My wife and I have recently moved back to AZ. My parents were supposed to retire in California and leave us their mortgage to manage their home for them. (rent). We took over payment and everything was fine. My parents decided to come back and renew drivers licenses and get eye surgery done. It was to be 8 weeks. 8 weeks of sleeping on the floor with an air mattress can do serious harm to ones marriage! Anyway they are not leaving.
My Dad noticed my wife's Volvo and my own both have the human rights sticker on the back windows. He asked me about it. I told him, oh boy here we go! I thought. "What is your stand on Gays and lesbians getting married?" He said, "Hell no why should we let them get married?" I said, "Dad you taught me when young to never discriminate and that people were different, and here I am today married to a dark woman and 3 beautiful children. I have been surrounded by hate filled churches in Georgia bashing and trash talking gays and lesbians for the last 3 years and I took one look at the issue and decided to join their struggles." He was shocked. " I want you to remove those stickers!" He yelled at me. I asked him why he thought gays and lesbians getting married was a threat to his own marriage. "They threaten everyone's marriage because they wont be able to have kids and its unnatural!" He yelled. He yells now about everything. " Gays and lesbians haven't attacked anyone." Oh yes they have!" "When?" I asked. He told me when he was a teenager he went with his buddy to a bar and snuck in. A gay man grabbed his friends butt, so he and his friend followed this man out into the alley and beat him unconscious almost dead. " That's horrible, he did not even attack you!" "Yeah he did he grabbed my friends ass!" "That's it that's all it took and you were going to beat this man to death?" He said "your damn right". Now my dads 71 years old and watches fox news like nobody's business. He cant get enough of it. And he used to be a caring person, fighting injustice wherever it was.

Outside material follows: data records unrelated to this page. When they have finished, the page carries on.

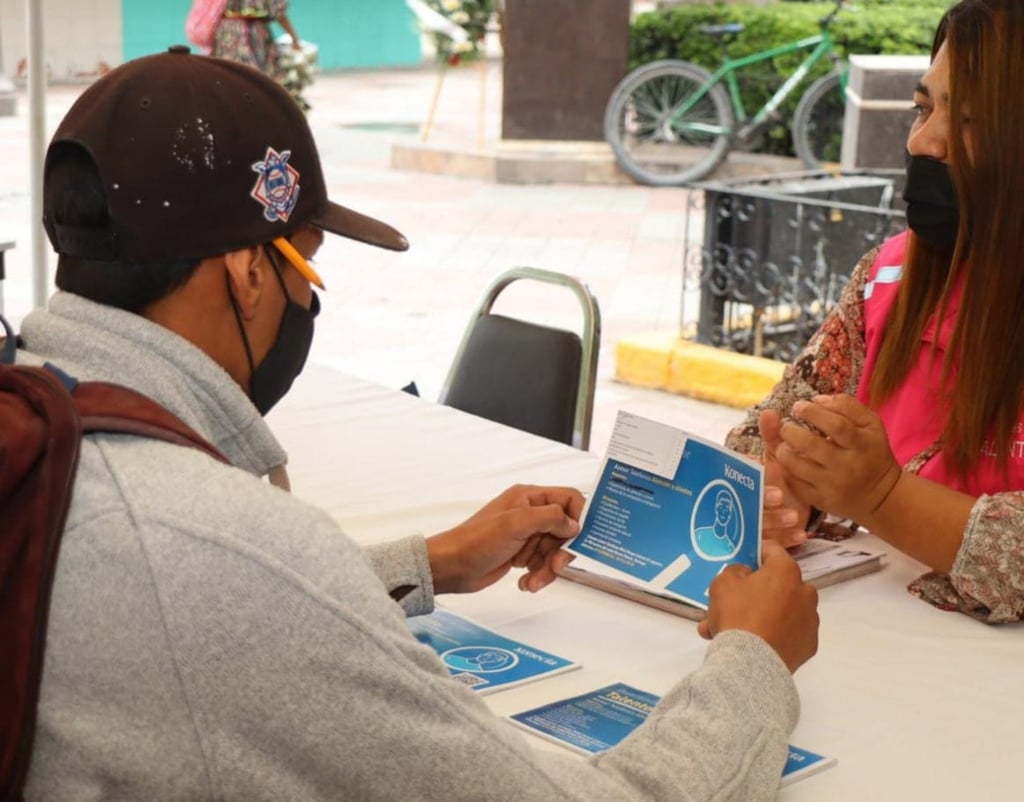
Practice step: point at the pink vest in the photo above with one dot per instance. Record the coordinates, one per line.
(913, 416)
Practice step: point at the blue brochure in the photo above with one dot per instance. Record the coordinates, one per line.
(801, 763)
(671, 510)
(596, 721)
(591, 722)
(480, 659)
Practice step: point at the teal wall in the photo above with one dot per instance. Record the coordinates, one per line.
(348, 33)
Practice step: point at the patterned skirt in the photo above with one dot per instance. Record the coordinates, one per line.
(249, 41)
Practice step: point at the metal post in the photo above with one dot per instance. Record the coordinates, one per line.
(8, 95)
(37, 148)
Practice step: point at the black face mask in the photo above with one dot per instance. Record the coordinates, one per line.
(272, 378)
(932, 210)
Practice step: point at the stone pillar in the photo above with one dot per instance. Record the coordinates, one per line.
(561, 60)
(878, 118)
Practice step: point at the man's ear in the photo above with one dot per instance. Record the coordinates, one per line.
(247, 276)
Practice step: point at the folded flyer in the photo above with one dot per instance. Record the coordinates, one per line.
(593, 722)
(481, 659)
(671, 510)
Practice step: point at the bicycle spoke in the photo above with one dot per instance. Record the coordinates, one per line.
(664, 124)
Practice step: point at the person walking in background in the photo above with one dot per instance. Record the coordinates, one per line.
(244, 35)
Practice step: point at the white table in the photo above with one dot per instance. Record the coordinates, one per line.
(915, 703)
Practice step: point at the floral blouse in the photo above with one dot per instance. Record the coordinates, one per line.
(987, 577)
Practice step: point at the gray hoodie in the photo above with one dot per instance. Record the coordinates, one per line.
(213, 638)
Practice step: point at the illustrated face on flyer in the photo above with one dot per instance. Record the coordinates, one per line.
(672, 510)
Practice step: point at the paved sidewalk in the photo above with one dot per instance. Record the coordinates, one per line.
(398, 318)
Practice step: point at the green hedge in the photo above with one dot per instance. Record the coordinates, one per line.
(891, 27)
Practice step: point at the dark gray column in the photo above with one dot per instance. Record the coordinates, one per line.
(878, 117)
(562, 58)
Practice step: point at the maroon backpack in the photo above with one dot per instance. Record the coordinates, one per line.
(43, 415)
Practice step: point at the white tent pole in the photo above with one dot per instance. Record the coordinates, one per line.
(37, 148)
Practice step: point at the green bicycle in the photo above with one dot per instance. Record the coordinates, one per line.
(671, 122)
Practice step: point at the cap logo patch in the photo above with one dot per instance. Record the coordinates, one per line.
(278, 185)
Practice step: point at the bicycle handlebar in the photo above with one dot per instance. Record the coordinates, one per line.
(830, 16)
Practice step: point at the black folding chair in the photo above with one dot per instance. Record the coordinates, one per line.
(536, 378)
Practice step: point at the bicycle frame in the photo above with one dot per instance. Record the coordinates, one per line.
(823, 45)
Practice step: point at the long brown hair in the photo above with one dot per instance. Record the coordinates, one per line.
(985, 46)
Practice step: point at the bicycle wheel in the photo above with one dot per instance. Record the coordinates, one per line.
(663, 131)
(817, 123)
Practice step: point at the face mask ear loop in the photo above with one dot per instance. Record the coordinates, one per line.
(242, 328)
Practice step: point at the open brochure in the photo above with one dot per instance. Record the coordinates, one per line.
(598, 720)
(481, 659)
(671, 510)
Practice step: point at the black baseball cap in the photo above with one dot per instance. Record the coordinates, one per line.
(199, 156)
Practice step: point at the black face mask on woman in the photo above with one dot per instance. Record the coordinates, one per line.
(932, 211)
(272, 378)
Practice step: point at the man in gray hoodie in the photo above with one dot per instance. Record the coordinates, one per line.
(212, 637)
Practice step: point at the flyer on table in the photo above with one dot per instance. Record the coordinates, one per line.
(598, 720)
(481, 659)
(671, 509)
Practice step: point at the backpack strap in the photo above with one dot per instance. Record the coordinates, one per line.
(111, 408)
(39, 447)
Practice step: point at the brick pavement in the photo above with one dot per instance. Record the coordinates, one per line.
(396, 318)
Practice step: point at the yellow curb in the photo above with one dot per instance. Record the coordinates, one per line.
(666, 362)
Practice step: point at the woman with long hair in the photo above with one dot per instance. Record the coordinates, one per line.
(904, 413)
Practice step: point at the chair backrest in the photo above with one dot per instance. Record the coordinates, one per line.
(537, 378)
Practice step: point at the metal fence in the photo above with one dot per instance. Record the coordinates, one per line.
(765, 259)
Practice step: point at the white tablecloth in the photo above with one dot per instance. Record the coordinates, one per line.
(913, 702)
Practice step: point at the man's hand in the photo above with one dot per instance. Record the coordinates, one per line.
(784, 514)
(772, 602)
(842, 462)
(523, 528)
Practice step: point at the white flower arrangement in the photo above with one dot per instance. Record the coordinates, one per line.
(470, 15)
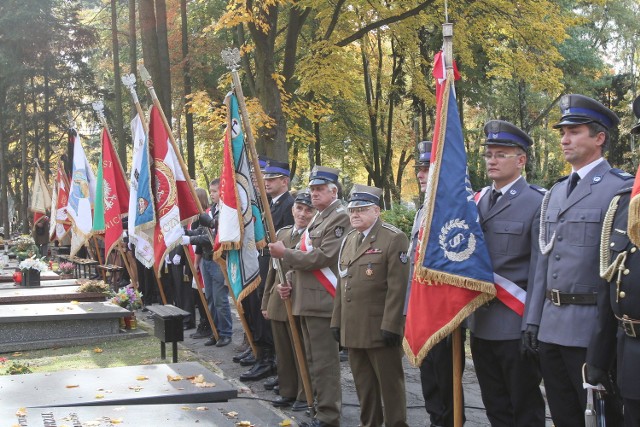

Now he is discriminatory and hateful and anti gay and republican and just plain mean.
He still has not explained why he thinks gays and lesbians are a danger to his marriage. he just does. He keeps bringing up stuff from the bible and I keep telling him what Jesus himself says about gays and lesbians and he keeps quoting Paul. He doesn't get it that Jesus words are the red ones and Paul wrote the new testament almost entirely. So many of my Christian friends are the same they just do not know what is contained in their own book. Its like stupid = Christianity, for the most part.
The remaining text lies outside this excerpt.